Research Paper:
YOLO-CF: An Object Detection Model that Improves Feature Expression at Both Coarse-Grained and Fine-Grained Levels for Industrial Surface Image Defect Detection
Zhaowei Sun*1,, Jintao Chen*2, Cong Lin*3, Xuebin Yue*4
, Kuozhan Wang*4, and Lin Meng*5

*1Henan Huadong Industrial Control Technology Company Ltd.
No.5 Wutong West Street, High-New Technology Development Zone, Zhengzhou, Henan 450000, China
Corresponding author
*2The First Affiliated Hospital of Henan University of Chinese Medicine
No.19 Renmin Road, Jinshui, Zhengzhou, Henan 450046, China
*3Hanwei Electronics Group Corporation
No.169 Xuesong Road, National High-Tech Zone, Zhengzhou, Henan 450001, China
*4School of Automation and Electrical Engineering, Zhongyuan University of Technology
No.41 Zhongyuan Middle Road, Zhongyuan, Zhengzhou, Henan 450007, China
*5College of Science and Engineering, Ritsumeikan University
1-1-1 Nojihigashi, Kusatsu, Shiga 525-8577, Japan
In industrial surface defect detection, enhancing the model’s capability to express features at both coarse-grained and fine-grained levels is crucial. Accordingly, this paper proposes YOLO Coarse and Fine (YOLO-CF), a novel object detection model that significantly enhances feature expression by integrating innovative feature fusion strategies with an improved network architecture.
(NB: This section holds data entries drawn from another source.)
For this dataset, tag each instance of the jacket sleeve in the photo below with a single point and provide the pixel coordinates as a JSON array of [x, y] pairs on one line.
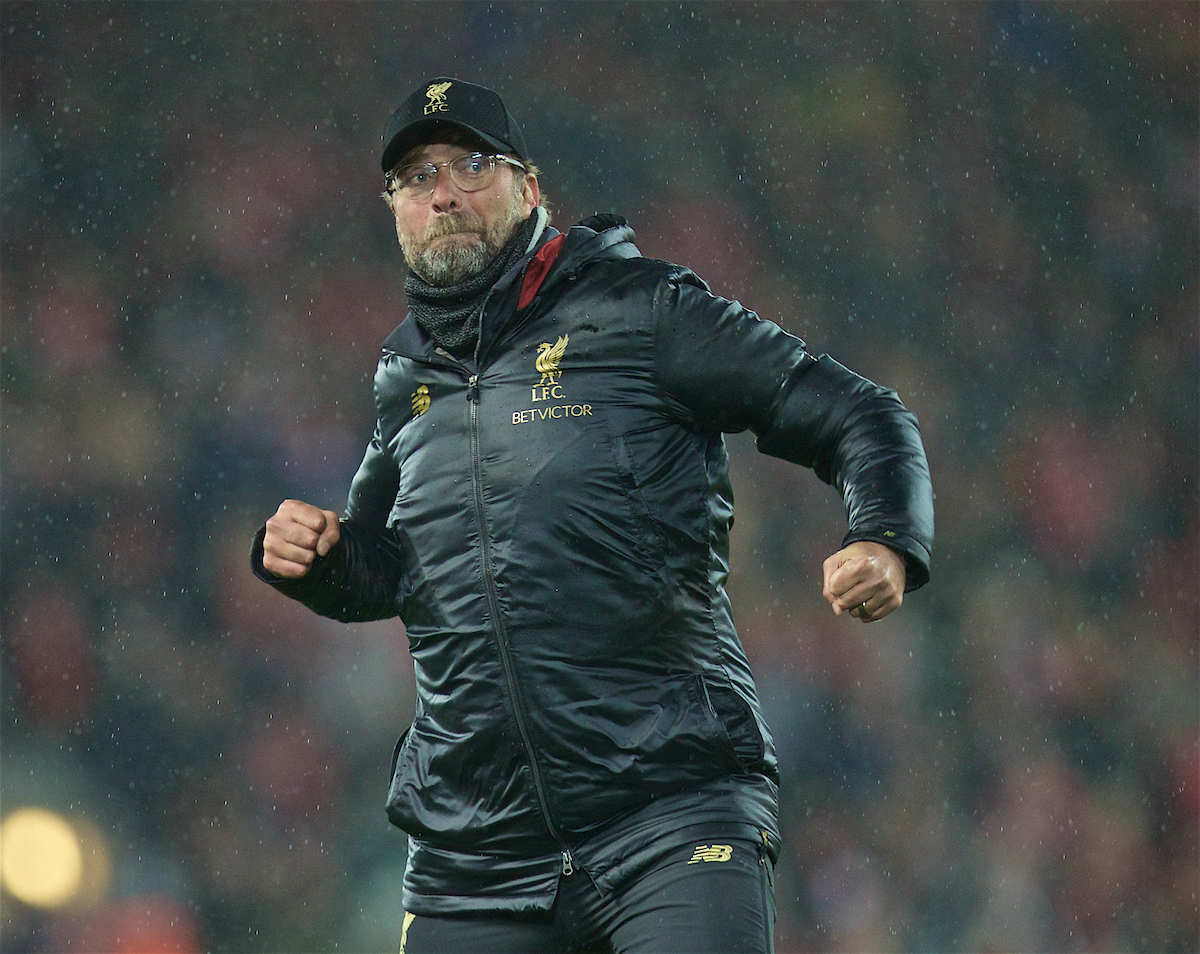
[[359, 579], [726, 369]]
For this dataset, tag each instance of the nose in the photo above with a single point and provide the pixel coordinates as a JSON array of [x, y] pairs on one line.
[[447, 197]]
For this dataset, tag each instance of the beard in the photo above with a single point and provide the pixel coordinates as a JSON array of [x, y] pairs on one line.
[[466, 257]]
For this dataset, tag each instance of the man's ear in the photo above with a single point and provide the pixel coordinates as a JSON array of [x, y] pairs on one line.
[[531, 197]]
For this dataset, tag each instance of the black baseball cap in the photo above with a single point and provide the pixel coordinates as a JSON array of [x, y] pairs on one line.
[[451, 102]]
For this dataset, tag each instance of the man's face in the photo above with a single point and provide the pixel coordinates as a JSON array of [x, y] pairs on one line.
[[451, 235]]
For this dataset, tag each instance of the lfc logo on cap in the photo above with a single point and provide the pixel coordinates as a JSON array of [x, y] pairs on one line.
[[437, 94]]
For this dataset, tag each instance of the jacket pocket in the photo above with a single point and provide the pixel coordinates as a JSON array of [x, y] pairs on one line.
[[652, 543], [736, 715]]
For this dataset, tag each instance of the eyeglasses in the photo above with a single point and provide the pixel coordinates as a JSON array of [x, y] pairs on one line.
[[469, 173]]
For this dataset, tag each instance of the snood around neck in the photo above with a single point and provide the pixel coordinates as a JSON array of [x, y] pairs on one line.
[[450, 315]]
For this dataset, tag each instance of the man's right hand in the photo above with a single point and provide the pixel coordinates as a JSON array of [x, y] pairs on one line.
[[295, 537]]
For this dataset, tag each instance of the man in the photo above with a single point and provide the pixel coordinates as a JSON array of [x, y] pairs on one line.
[[546, 505]]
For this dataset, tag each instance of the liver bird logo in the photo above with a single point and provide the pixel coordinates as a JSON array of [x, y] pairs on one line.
[[549, 355], [437, 94]]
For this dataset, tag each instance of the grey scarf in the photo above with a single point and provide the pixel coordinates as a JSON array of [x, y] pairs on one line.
[[450, 315]]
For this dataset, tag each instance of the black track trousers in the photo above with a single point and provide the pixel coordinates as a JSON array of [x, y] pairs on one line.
[[713, 894]]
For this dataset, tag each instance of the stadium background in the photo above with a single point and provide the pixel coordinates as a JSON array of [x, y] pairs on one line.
[[989, 207]]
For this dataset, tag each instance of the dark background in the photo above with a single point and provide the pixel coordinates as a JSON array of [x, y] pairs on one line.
[[990, 207]]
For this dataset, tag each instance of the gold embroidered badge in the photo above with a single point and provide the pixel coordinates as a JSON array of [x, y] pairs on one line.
[[549, 355], [437, 94], [712, 853]]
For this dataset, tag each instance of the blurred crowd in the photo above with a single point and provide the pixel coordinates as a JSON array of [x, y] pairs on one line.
[[991, 208]]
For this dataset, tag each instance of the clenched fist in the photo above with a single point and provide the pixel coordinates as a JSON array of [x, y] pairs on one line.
[[297, 535], [865, 580]]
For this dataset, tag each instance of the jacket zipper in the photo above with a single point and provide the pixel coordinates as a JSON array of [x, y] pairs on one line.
[[493, 606]]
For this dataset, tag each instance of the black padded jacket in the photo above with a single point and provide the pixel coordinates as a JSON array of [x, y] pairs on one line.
[[551, 520]]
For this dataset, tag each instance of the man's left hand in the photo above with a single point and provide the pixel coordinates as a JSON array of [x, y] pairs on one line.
[[864, 580]]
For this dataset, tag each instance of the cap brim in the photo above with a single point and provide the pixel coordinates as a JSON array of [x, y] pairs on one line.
[[418, 133]]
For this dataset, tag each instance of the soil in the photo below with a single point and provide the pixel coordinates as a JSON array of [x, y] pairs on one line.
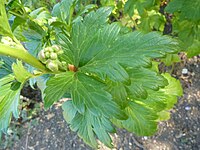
[[49, 131]]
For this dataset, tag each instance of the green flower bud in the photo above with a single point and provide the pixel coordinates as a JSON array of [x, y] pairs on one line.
[[52, 65], [42, 56], [53, 56]]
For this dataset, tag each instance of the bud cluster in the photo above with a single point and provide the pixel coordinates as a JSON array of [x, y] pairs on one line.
[[49, 56]]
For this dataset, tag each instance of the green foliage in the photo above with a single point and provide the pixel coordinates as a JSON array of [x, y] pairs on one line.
[[106, 73], [186, 24], [190, 12], [10, 87], [4, 26]]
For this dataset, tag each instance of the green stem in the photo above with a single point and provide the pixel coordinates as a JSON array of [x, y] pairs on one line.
[[22, 55]]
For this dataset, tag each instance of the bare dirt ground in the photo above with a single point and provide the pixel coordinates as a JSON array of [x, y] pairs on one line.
[[47, 130]]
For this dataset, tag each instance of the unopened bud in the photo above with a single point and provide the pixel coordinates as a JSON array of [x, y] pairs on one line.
[[41, 56], [52, 65], [53, 56]]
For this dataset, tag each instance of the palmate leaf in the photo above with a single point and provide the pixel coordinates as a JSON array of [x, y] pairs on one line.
[[10, 87], [112, 79]]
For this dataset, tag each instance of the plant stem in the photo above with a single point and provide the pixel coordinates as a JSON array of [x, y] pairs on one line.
[[22, 55]]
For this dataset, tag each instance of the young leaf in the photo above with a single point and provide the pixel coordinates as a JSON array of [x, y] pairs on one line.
[[4, 25], [173, 90], [62, 10]]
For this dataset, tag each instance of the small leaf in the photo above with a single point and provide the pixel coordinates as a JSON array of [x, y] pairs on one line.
[[4, 25], [9, 100], [173, 90], [57, 86], [69, 111]]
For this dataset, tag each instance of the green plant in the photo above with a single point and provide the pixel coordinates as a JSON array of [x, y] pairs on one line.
[[185, 23], [109, 75]]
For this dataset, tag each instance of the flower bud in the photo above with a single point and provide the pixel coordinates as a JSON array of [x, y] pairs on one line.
[[57, 49], [53, 56], [52, 65], [41, 56], [47, 54]]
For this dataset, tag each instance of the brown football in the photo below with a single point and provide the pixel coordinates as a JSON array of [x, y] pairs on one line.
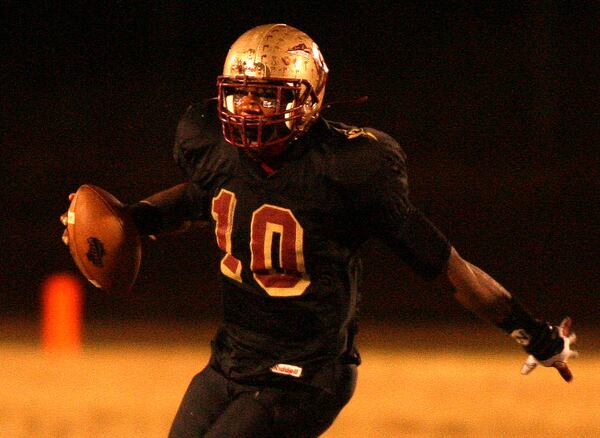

YOLO-CF incorporates Res2Net and Res2Net block modules, notably improving the expression of fine-grained features without increasing computational complexity. Additionally, this model introduces a multi-scale feature fusion module, which seamlessly integrates coarse and fine-grained information by combining top-down and bottom-up pathways. This enhancement effectively expands the perceptual range and significantly improves the model’s generalization capability, making YOLO-CF a powerful tool for detecting diverse defects in complex industrial images. A hybrid downsampling module is introduced, combining max pooling, average pooling, and convolution operations with a stride of 2 to provide richer feature representations. In the GC10-DET dataset, YOLO-CF achieved a mean average precision (mAP) of 59.09%, surpassing the second-ranked RetinaNet by 3.41 percentage points. On the PCB, crack, NEU-DET and Dish-20 public datasets, YOLO-CF achieved mAPs of 97.38%, 84.72%, 73.35%, and 99.54%, at IoU =0.5, respectively. The experimental results indicate that by integrating feature extraction at both coarse-grained and fine-grained levels, YOLO-CF effectively enhances the model’s ability to detect objects of various sizes in complex scenes, demonstrating significant performance improvements. The code is available at http://www.ihpc.se.ritsumei.ac.jp/obidataset.html.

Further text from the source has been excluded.